The nutritional value of food comes from how it’s raised and what it eats.

  • Grassfed beef is not the same as feedlot beef
  • Pasture-raised eggs are not the same as confinement eggs
  • Wild fish like sardines are not the same as farmed fish

That difference matters.

And if that difference is ignored long enough, something ends up missing.


The Direction I Chose

Instead of starting with supplements, I focused on fixing the inputs.

That meant changing how I eat:

  • 100% grassfed beef
  • Pasture-raised eggs from Tyner Pond Farm
  • Sardines and anchovies (not farmed fish)
  • Homemade chicken stock
  • Olive oil for simple dressings
  • No seed oils
  • No ultra-processed food

I wasn’t trying to follow a trend. I was trying to understand cause and effect.


Using Food to Address What Showed Up in My Bloodwork

Rather than treating numbers directly, I started asking what food might be missing.

Here are a few examples.


Vitamin B12

This was one of the things my doctor wanted to supplement.

Instead, I focused on animal foods — especially grassfed beef and eggs.

My vitamin B12 went from 322 in February 2025 to 574 in February/March 2026. That is a clear improvement, and it came from food.


Vitamin D

This came back low at one point.

Rather than starting with a supplement, I focused on time outdoors and consistent diet.
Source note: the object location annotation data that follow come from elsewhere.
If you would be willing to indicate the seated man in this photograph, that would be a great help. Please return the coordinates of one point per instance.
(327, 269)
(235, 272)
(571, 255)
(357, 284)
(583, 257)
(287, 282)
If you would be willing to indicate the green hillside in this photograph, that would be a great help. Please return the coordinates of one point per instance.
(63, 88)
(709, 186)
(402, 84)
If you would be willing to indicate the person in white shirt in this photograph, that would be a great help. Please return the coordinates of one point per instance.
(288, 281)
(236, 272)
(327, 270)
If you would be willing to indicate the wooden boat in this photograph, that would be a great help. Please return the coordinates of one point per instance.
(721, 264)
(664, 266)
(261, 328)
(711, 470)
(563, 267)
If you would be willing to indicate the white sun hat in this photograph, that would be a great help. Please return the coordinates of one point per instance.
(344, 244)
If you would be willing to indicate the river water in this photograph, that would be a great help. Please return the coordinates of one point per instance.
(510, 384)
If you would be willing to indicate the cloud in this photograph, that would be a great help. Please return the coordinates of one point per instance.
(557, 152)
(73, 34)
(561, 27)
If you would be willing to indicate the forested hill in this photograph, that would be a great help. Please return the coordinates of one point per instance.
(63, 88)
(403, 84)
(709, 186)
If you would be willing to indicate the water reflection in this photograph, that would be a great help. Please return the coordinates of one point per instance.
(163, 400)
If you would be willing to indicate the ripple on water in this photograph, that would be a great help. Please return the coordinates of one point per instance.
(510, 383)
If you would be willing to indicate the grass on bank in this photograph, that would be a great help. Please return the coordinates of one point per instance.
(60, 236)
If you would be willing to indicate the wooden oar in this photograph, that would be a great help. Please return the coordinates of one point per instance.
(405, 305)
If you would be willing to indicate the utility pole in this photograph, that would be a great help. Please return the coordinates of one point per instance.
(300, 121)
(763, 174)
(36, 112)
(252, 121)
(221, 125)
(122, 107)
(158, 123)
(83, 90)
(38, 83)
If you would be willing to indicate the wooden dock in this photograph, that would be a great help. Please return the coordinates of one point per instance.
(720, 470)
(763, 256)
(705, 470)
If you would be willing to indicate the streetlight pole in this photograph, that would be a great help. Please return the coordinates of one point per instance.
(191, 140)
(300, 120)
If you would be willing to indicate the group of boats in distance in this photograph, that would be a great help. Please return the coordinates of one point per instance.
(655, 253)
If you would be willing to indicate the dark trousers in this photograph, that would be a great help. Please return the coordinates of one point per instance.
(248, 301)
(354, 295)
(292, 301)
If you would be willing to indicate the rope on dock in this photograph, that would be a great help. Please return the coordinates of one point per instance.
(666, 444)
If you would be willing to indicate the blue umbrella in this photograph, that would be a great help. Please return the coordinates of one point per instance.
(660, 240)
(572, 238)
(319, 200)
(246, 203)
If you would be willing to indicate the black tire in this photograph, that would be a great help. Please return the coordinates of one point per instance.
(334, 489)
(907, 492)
My vitamin D went from 29.8 in February 2025 to 41.7 in February/March 2026. That moved in the right direction without relying on supplements as the starting point.


Homocysteine

This was one of the more concerning markers.

What helped most was improving overall diet quality and adding sardines regularly.

My homocysteine came down from 16.9 in February 2025 to 11.4 in February/March 2026. That was a meaningful correction.


Cholesterol and Statins

Statins were part of the conversation.

Instead of starting there, I chose to understand the full picture first — including ApoB, inflammation, metabolic health, and actual plaque — instead of defaulting to medication based on LDL alone.

Based on what I’ve seen in my own numbers, I do not believe statins are the right path for me. My focus is on fixing the food, tracking the markers that matter, and making decisions from the broader pattern rather than reacting to a single lab value.


This Connects Directly to How We Farm

This is not separate from what we do at Tyner Pond Farm.

Our focus is on soil health and nutrient density.

We move animals across pasture. We build soil over time. We pay attention to what the animals eat and how they live.

Because that is what determines the quality of the food.

If something is missing in the soil or the system, it eventually shows up in the food.

And if it’s missing in the food, it eventually shows up in people.


Where I Land

I’m not saying supplements never have a place.

But I do not see them as the starting point.

The starting point is:

Better soil
Better animals
Better food
Better health

So far, that approach has worked for me.


A More Practical Way to Think About It

It’s easy to treat numbers.

It’s harder to step back and ask why those numbers are off in the first place.

That’s the work I’m trying to do.

And it’s the same thinking that guides how we farm.


If You’re Thinking About This

You don’t need to overhaul everything at once.

Start with a few simple changes:

  • Buy meat from a source you trust
  • Choose pasture-raised eggs
  • Avoid ultra-processed food
  • Cook more at home

From there, you can decide how far you want to go.